The swanky location is probably a sign of things to come. When Wendy’s announced that they were planning to reopen earlier in the year, it was reported in the Independent newspaper that they “promised to add new products like premium sandwiches and hamburgers with gourmet toppings served in a ‘contemporary atmosphere.’ ”
Though Wendy’s control the external image of stores, the internal image is up to whoever is running the franchise in a particular country. From 1980 to 2009 that company was Zensho, but it appears that this company wasn’t forward-thinking enough to compete in the ever-evolving world of fast food in Japan. This time franchise will be managed by Higa Industries, the company who operate the hugely successful Domino’s Pizza chain in Japan.

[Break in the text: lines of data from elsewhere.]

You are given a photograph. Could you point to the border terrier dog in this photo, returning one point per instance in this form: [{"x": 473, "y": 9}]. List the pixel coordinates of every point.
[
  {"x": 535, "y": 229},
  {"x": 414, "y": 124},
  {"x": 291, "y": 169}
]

Burger King, which also withdrew from the Japanese market (back in 2001), only to relaunch in 2007, seems now to have a firm grip on things and are staying up to speed with the changing market by luring customers with limited-edition burgers and promotional campaigns. In November, for instance, the company will be offering a 30-minute tabehodai (eat all you can) on Whoppers. From Nov. 1-15, if you order a L set whopper, it’s possible to get as many second helpings as you can eat within the allotted time by simply presenting your receipt and empty wrapper at the counter.
To relaunch Wendy’s, the company is now running a campaign to recruit a fresh face to represent the brand. Budding young stars can apply via Oricon Style. Applications will be accepted up until Oct 24. The winner will be named “Wendy-chan” and will travel the country for two months promoting the upgraded version of the fast-food chain.